From 30 Jan - 09 Feb 2006 there should be underlying
positive sentiment for CMG, with possible news/moves
on the following dates:

01 Feb 2006 ..... minor news???

06 Feb 2006 ..... minor cycle

13 Feb 2006 ..... minor and positive news and
price the same as 27 Jan 2006???

20 Feb 2006 ..... significant news ???

-----

08 Mar 2006 ..... significant spotlight on CMG

16 Mar 2006 ..... significant news here and same
price as 20 Feb 2006 ???

23-27 Mar 2006 ..... 2 time cycles here to bring
significant and negative action???

-----

So, intially the CMG ipo will probably be positive,
especially, if it lists on NYSE in January 2006 .....

..... after that, it will probably be buoyant trading,
until March 2006, when the novelty may wear off for
some traders ..... 

Let's see how these dates work out, in the months ahead.

happy trading all

      yogi


----------



## Mr.Vertical (20 January 2006)

Hola all! First time here, found it on a search.
Chipotle which was born in my home town goes on the NYSE on 1/26/06(IPO) to the best of my knowledge, CMG will be the marker as others have said.
 This one is going to GO BIG! were betting most of the Ranch on this one.
http://www.ipohome.com/marketwatch/marketwatch.asp


----------



## yogi-in-oz (21 January 2006)

Hi Mr.Vertical,

CMG ..... welcome aboard.

Just check out our astroanalysis above, posted  12/25/2005,
where the CMG time cycles indicated some news positive
news/moves on 01/26/2006 ..... CMG floats, right on time ..... 
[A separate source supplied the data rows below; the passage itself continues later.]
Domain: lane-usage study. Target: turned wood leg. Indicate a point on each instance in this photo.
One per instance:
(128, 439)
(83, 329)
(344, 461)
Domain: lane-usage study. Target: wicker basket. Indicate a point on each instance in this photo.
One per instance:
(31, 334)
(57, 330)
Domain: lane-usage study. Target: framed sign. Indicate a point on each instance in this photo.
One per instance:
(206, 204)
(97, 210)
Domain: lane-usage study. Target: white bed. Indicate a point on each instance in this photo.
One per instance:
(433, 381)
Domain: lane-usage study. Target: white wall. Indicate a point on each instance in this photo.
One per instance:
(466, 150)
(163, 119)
..... keep an eye on the rest of those key dates, as the
CMG story unfolds, in the months ahead.

happy days

  yogi



=====


----------



## chipotle_fan (24 January 2006)

hi yogi,

like Mr. Vertical, i also came across this board thru a Google search for info about the CMG IPO . . . 
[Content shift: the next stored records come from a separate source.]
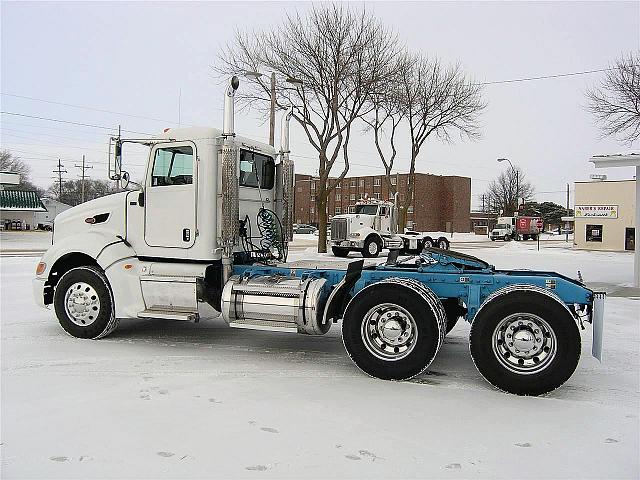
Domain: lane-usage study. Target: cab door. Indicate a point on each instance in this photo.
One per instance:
(170, 196)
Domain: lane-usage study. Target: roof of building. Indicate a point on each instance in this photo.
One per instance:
(21, 200)
(618, 160)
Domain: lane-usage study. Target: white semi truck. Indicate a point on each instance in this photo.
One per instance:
(372, 227)
(209, 227)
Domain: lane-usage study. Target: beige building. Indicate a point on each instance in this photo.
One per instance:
(605, 215)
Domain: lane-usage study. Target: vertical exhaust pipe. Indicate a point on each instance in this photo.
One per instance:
(288, 178)
(230, 92)
(229, 223)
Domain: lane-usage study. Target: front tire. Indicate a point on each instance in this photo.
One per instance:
(371, 248)
(83, 303)
(525, 342)
(394, 329)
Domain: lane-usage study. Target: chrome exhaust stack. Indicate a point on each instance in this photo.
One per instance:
(229, 171)
(288, 178)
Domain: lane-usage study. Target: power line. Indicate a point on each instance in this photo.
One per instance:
(84, 107)
(69, 122)
(544, 77)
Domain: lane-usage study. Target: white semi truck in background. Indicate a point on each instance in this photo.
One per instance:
(209, 228)
(372, 227)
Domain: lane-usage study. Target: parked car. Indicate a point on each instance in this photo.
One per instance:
(303, 228)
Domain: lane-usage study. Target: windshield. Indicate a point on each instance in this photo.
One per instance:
(367, 209)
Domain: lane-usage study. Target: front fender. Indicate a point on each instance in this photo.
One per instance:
(104, 248)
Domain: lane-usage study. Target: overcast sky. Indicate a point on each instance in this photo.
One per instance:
(146, 58)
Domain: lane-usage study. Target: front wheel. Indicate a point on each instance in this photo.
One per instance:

i firmly believe in the Chipotle product, and think they have a lot of room for growth, so I'm interested in getting in ASAP.

i've never tried getting in on an IPO, so what's the best way for me to get my order filled?  right now, the ticker doesn't even show up on my broker's site -- do I have to wait until it's already being traded before i can submit an order?  if so, will the ticker be available right when the market opens on 1/26, or will it be later in the day?

thanks


----------



## clowboy (24 January 2006)

chipotle_fan

I don't know the exact dates for the stocks pre listing details etc but if it is to list in January then I would say you have almost definately missed the IPO.
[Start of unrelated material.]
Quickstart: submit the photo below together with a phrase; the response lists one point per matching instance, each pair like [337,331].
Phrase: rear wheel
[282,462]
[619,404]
It will register on the exchange under the code from time of listing, this can be at anytime on the day that they have scheduled to list.  (All these times and dates should be contained in the prospectus or the likes).

Alternativley if the stock was listing on the ASX then the info would be on there website.  Given that it is listing on the NYSE then I would try their website.


----------



## yogi-in-oz (24 January 2006)

Hi Chipotle_fan,

Unable to offer specific advice, as we are 12,000 miles away 
in Oz and not licenced to do so, anyway.

Given the huge interest generated in this float, it may
well be, that it will be very difficult to participate in the IPO.

However, call your broker and ask if they have been allocated
any CMG for distribution to their clients ..... they can only
say no, at worst.

Maybe Mr.Vertical can help  you with the exact time of 
the CMG listing and when the ticker will appear ..... 

happy days

  yogi


----------